Wenn Bryan Cranston, Elizabeth Olsen und drei hochhausgroße Ungeheuer in einem Film aufeinandertreffen, scheint der Blockbuster-Erfolg reine Formsache. Regisseur Gareth Edwards hat mit seiner Interpretation des Kult-Monsters aber etwas anderes im Sinn, als bloßes Action-Feuerwerk - und das begeistert leider nur stellenweise.
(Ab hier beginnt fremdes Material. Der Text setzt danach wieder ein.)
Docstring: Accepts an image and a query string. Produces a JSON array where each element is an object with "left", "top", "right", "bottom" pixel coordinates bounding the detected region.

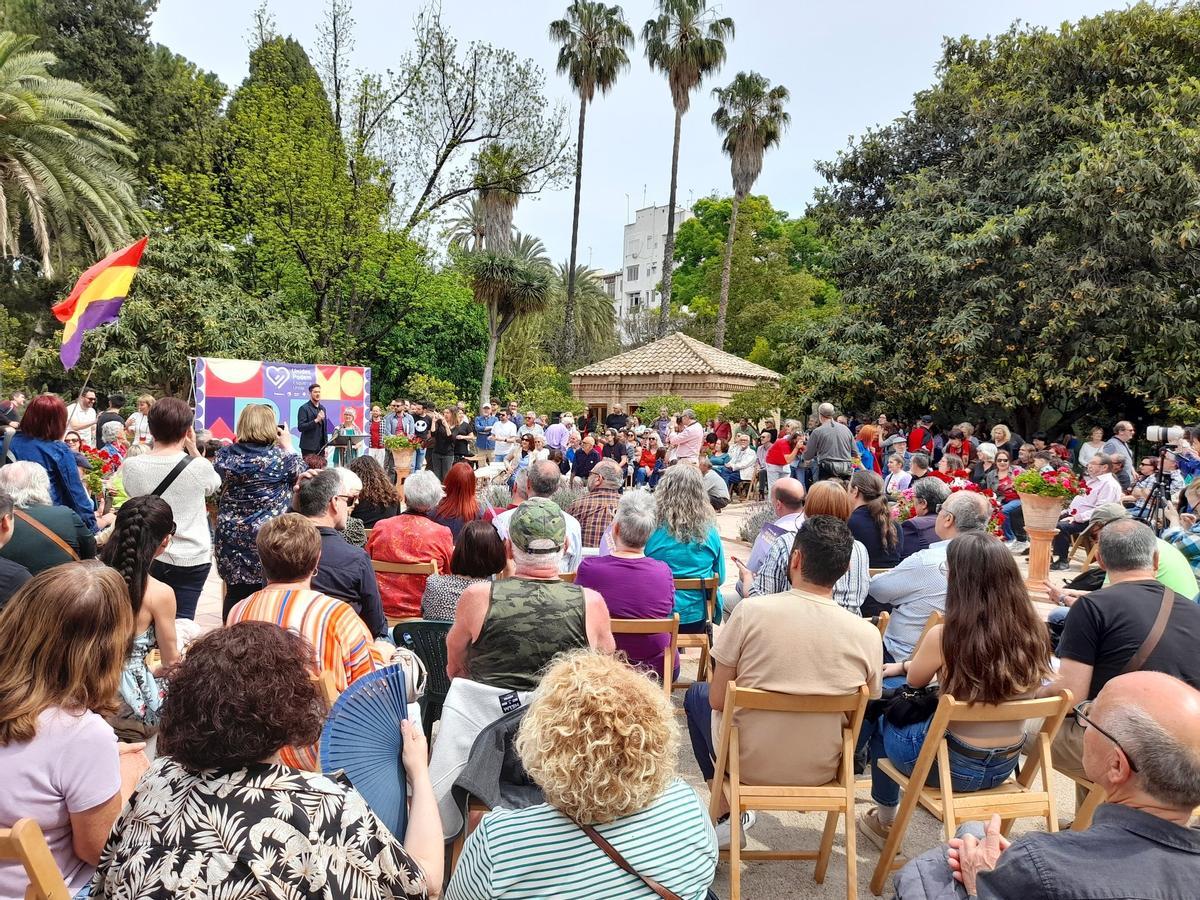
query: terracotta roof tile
[{"left": 571, "top": 333, "right": 781, "bottom": 381}]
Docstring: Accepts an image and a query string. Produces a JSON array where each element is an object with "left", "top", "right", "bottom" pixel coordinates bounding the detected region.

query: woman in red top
[{"left": 764, "top": 432, "right": 801, "bottom": 490}]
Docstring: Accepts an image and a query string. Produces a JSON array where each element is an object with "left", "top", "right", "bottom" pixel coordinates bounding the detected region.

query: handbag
[
  {"left": 883, "top": 684, "right": 940, "bottom": 727},
  {"left": 379, "top": 645, "right": 427, "bottom": 704}
]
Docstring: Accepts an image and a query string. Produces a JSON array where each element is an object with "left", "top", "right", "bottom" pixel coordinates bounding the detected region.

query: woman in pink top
[{"left": 0, "top": 563, "right": 147, "bottom": 899}]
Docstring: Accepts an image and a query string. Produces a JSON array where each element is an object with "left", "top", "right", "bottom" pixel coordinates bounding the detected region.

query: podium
[{"left": 327, "top": 432, "right": 366, "bottom": 465}]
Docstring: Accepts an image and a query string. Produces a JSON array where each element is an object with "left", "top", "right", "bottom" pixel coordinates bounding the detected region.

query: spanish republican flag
[{"left": 52, "top": 237, "right": 147, "bottom": 370}]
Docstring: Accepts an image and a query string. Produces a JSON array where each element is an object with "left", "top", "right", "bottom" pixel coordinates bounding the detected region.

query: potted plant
[
  {"left": 383, "top": 433, "right": 421, "bottom": 478},
  {"left": 1012, "top": 467, "right": 1087, "bottom": 531}
]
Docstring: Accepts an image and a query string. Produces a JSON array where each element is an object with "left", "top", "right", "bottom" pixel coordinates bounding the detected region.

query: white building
[{"left": 617, "top": 203, "right": 693, "bottom": 320}]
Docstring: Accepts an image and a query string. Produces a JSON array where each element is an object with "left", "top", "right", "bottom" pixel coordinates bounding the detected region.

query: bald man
[
  {"left": 897, "top": 671, "right": 1200, "bottom": 898},
  {"left": 732, "top": 477, "right": 806, "bottom": 602}
]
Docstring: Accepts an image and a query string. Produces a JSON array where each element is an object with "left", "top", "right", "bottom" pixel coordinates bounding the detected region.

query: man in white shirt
[
  {"left": 492, "top": 460, "right": 582, "bottom": 573},
  {"left": 870, "top": 491, "right": 990, "bottom": 662},
  {"left": 491, "top": 409, "right": 518, "bottom": 463},
  {"left": 65, "top": 388, "right": 98, "bottom": 446},
  {"left": 699, "top": 458, "right": 730, "bottom": 511},
  {"left": 1051, "top": 452, "right": 1123, "bottom": 570},
  {"left": 668, "top": 408, "right": 703, "bottom": 462},
  {"left": 724, "top": 432, "right": 758, "bottom": 490}
]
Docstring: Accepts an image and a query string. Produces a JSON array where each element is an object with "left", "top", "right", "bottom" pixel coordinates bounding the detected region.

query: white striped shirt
[
  {"left": 444, "top": 778, "right": 717, "bottom": 899},
  {"left": 751, "top": 531, "right": 870, "bottom": 614},
  {"left": 870, "top": 539, "right": 950, "bottom": 660}
]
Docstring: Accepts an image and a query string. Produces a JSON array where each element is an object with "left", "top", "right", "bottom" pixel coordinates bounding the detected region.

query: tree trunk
[
  {"left": 562, "top": 98, "right": 588, "bottom": 365},
  {"left": 713, "top": 192, "right": 741, "bottom": 351},
  {"left": 657, "top": 107, "right": 684, "bottom": 338},
  {"left": 479, "top": 300, "right": 500, "bottom": 408}
]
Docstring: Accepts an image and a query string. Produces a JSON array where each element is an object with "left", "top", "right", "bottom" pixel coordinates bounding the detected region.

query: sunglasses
[
  {"left": 65, "top": 437, "right": 81, "bottom": 444},
  {"left": 1074, "top": 700, "right": 1137, "bottom": 772}
]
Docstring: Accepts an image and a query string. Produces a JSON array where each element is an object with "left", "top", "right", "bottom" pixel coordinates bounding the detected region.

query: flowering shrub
[
  {"left": 382, "top": 434, "right": 421, "bottom": 451},
  {"left": 78, "top": 444, "right": 119, "bottom": 496},
  {"left": 924, "top": 469, "right": 1005, "bottom": 535},
  {"left": 1013, "top": 466, "right": 1086, "bottom": 501},
  {"left": 891, "top": 487, "right": 917, "bottom": 521}
]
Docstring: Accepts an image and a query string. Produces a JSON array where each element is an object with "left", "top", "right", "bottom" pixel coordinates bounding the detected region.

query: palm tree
[
  {"left": 556, "top": 261, "right": 616, "bottom": 361},
  {"left": 549, "top": 1, "right": 633, "bottom": 361},
  {"left": 511, "top": 230, "right": 552, "bottom": 269},
  {"left": 0, "top": 32, "right": 144, "bottom": 275},
  {"left": 446, "top": 196, "right": 485, "bottom": 252},
  {"left": 475, "top": 143, "right": 530, "bottom": 255},
  {"left": 711, "top": 71, "right": 789, "bottom": 350},
  {"left": 642, "top": 0, "right": 734, "bottom": 337}
]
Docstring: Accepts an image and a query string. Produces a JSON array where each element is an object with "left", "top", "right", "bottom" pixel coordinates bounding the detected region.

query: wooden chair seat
[
  {"left": 0, "top": 819, "right": 70, "bottom": 900},
  {"left": 610, "top": 614, "right": 679, "bottom": 697}
]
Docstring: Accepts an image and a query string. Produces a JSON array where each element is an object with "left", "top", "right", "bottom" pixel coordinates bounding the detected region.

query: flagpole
[{"left": 73, "top": 324, "right": 113, "bottom": 411}]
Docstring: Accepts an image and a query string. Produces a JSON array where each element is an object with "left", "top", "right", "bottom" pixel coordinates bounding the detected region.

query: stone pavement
[{"left": 193, "top": 502, "right": 1083, "bottom": 899}]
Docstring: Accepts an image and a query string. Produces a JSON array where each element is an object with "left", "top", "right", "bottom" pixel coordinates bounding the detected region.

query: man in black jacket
[{"left": 297, "top": 383, "right": 329, "bottom": 456}]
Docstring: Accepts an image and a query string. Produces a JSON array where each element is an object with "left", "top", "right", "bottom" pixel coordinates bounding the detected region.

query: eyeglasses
[
  {"left": 334, "top": 494, "right": 357, "bottom": 507},
  {"left": 996, "top": 457, "right": 1009, "bottom": 462},
  {"left": 1073, "top": 700, "right": 1138, "bottom": 772},
  {"left": 65, "top": 437, "right": 80, "bottom": 444},
  {"left": 1141, "top": 461, "right": 1155, "bottom": 467}
]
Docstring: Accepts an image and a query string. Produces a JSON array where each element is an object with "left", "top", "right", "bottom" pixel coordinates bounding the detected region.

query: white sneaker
[
  {"left": 1008, "top": 540, "right": 1029, "bottom": 553},
  {"left": 714, "top": 811, "right": 757, "bottom": 849}
]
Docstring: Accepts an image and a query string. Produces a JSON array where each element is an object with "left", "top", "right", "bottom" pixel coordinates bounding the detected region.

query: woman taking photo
[
  {"left": 99, "top": 495, "right": 179, "bottom": 739},
  {"left": 0, "top": 563, "right": 146, "bottom": 899},
  {"left": 446, "top": 651, "right": 716, "bottom": 899},
  {"left": 215, "top": 404, "right": 306, "bottom": 615},
  {"left": 93, "top": 622, "right": 442, "bottom": 900},
  {"left": 430, "top": 461, "right": 480, "bottom": 541},
  {"left": 346, "top": 455, "right": 399, "bottom": 527},
  {"left": 848, "top": 470, "right": 903, "bottom": 568},
  {"left": 858, "top": 533, "right": 1051, "bottom": 848}
]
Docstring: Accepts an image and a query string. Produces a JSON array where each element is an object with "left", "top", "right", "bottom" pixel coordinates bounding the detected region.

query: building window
[
  {"left": 629, "top": 292, "right": 642, "bottom": 308},
  {"left": 626, "top": 265, "right": 639, "bottom": 281}
]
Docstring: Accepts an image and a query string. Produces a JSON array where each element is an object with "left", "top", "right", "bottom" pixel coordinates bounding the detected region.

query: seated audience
[
  {"left": 99, "top": 496, "right": 179, "bottom": 739},
  {"left": 936, "top": 452, "right": 963, "bottom": 475},
  {"left": 227, "top": 513, "right": 383, "bottom": 768},
  {"left": 871, "top": 492, "right": 991, "bottom": 661},
  {"left": 698, "top": 456, "right": 731, "bottom": 511},
  {"left": 848, "top": 470, "right": 903, "bottom": 567},
  {"left": 686, "top": 516, "right": 882, "bottom": 845},
  {"left": 575, "top": 490, "right": 676, "bottom": 675},
  {"left": 298, "top": 468, "right": 387, "bottom": 638},
  {"left": 571, "top": 434, "right": 602, "bottom": 485},
  {"left": 421, "top": 520, "right": 508, "bottom": 621},
  {"left": 430, "top": 461, "right": 481, "bottom": 540},
  {"left": 971, "top": 444, "right": 1000, "bottom": 490},
  {"left": 898, "top": 477, "right": 950, "bottom": 561},
  {"left": 446, "top": 500, "right": 615, "bottom": 692},
  {"left": 1161, "top": 495, "right": 1200, "bottom": 580},
  {"left": 7, "top": 394, "right": 103, "bottom": 532},
  {"left": 723, "top": 432, "right": 757, "bottom": 490},
  {"left": 735, "top": 477, "right": 805, "bottom": 600},
  {"left": 739, "top": 479, "right": 870, "bottom": 614},
  {"left": 119, "top": 396, "right": 222, "bottom": 620},
  {"left": 446, "top": 651, "right": 716, "bottom": 899},
  {"left": 0, "top": 489, "right": 30, "bottom": 608},
  {"left": 335, "top": 466, "right": 369, "bottom": 546},
  {"left": 215, "top": 403, "right": 307, "bottom": 614},
  {"left": 858, "top": 533, "right": 1052, "bottom": 847},
  {"left": 898, "top": 672, "right": 1200, "bottom": 899},
  {"left": 368, "top": 470, "right": 455, "bottom": 620},
  {"left": 882, "top": 452, "right": 911, "bottom": 495},
  {"left": 643, "top": 465, "right": 726, "bottom": 633},
  {"left": 98, "top": 421, "right": 126, "bottom": 458},
  {"left": 0, "top": 461, "right": 97, "bottom": 572},
  {"left": 567, "top": 459, "right": 622, "bottom": 548},
  {"left": 1051, "top": 452, "right": 1122, "bottom": 570},
  {"left": 493, "top": 460, "right": 583, "bottom": 573},
  {"left": 346, "top": 455, "right": 399, "bottom": 527},
  {"left": 0, "top": 563, "right": 146, "bottom": 899},
  {"left": 94, "top": 622, "right": 441, "bottom": 900},
  {"left": 1037, "top": 519, "right": 1200, "bottom": 807}
]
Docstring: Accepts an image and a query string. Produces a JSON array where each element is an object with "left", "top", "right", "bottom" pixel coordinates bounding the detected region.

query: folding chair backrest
[
  {"left": 312, "top": 671, "right": 340, "bottom": 706},
  {"left": 372, "top": 559, "right": 439, "bottom": 576},
  {"left": 559, "top": 571, "right": 577, "bottom": 583},
  {"left": 874, "top": 611, "right": 890, "bottom": 639},
  {"left": 610, "top": 613, "right": 680, "bottom": 695},
  {"left": 393, "top": 619, "right": 453, "bottom": 700},
  {"left": 0, "top": 819, "right": 70, "bottom": 900},
  {"left": 915, "top": 610, "right": 944, "bottom": 651},
  {"left": 672, "top": 576, "right": 718, "bottom": 624}
]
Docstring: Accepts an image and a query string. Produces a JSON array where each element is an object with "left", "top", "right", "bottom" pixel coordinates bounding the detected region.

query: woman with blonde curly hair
[
  {"left": 445, "top": 650, "right": 717, "bottom": 899},
  {"left": 643, "top": 464, "right": 726, "bottom": 634}
]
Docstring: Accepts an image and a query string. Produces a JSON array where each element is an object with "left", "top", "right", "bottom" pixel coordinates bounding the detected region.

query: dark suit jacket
[{"left": 297, "top": 401, "right": 329, "bottom": 454}]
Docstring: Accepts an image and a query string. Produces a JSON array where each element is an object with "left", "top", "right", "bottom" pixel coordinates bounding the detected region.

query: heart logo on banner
[{"left": 265, "top": 366, "right": 290, "bottom": 389}]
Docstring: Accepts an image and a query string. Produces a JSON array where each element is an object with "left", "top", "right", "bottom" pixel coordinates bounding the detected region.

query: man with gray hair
[
  {"left": 898, "top": 671, "right": 1200, "bottom": 898},
  {"left": 1037, "top": 517, "right": 1200, "bottom": 806},
  {"left": 871, "top": 491, "right": 991, "bottom": 661},
  {"left": 492, "top": 459, "right": 582, "bottom": 572},
  {"left": 1052, "top": 451, "right": 1123, "bottom": 570},
  {"left": 801, "top": 402, "right": 855, "bottom": 482},
  {"left": 367, "top": 469, "right": 454, "bottom": 619},
  {"left": 698, "top": 457, "right": 730, "bottom": 511},
  {"left": 668, "top": 407, "right": 704, "bottom": 462},
  {"left": 567, "top": 458, "right": 622, "bottom": 548}
]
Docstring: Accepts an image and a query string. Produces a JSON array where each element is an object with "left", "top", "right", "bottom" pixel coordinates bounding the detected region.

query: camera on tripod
[{"left": 1146, "top": 425, "right": 1186, "bottom": 443}]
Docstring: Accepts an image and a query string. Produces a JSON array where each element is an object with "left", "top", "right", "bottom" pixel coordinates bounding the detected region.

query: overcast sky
[{"left": 153, "top": 0, "right": 1118, "bottom": 270}]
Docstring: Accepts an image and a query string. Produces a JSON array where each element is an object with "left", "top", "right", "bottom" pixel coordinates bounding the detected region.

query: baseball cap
[
  {"left": 1089, "top": 503, "right": 1129, "bottom": 530},
  {"left": 509, "top": 499, "right": 566, "bottom": 553}
]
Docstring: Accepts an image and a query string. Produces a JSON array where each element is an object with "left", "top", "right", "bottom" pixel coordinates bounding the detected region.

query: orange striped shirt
[{"left": 227, "top": 588, "right": 383, "bottom": 769}]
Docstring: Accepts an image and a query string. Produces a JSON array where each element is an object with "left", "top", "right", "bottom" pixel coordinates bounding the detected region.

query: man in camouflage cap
[{"left": 446, "top": 499, "right": 615, "bottom": 691}]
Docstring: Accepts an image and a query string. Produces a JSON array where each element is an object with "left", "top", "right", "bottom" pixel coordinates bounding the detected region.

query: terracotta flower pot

Es war das Jahr 1954, als das inzwischen berühmt-berüchtigte Kino-Ungeheuer Godzilla seinen Weg in die japanische Pop-Kultur fand. Dabei handelte es sich aber nicht nur um die Schöpfung eines hochhausgroßen Monsters, das die Welt in Angst und Schrecken versetzt. Godzilla war die cineastische Allegorie auf eine der wohl schrecklichsten Erfindungen, die je das Licht der Welt erblickt hat: Die Atombombe. Die Bombardierung von Nagasaki und Hiroshima, in Verbindung mit den anhaltenden Nukleartests im Pazifik, formten das Trauma einer ganzen Nation.

Regisseur Gareth Edwards (34, „Monsters“) greift genau diese Ära der Zeitgeschichte zu Beginn seiner Neu-Interpretation zum 60. Jubiläum der wohlbekannten Riesenechse geschickt auf und benutzt die wahren Begebenheiten, um sie in seiner Fiktion zu verweben. Die Atomtests nahe dem Bikini-Atoll waren nur Tests? In seiner Version der Historie waren eben diese Bombenabwürfe, die man nur für die öffentliche Wahrnehmung als „Tests“ maskierte, der verzweifelte Versuch, dem aufgetauchten Monstrum Herr zu werden. Die so geschlagene Hommage an den Klassiker aus Japan lässt gleich zu Beginn des Streifens die Herzen der Nostalgiker höher schlagen.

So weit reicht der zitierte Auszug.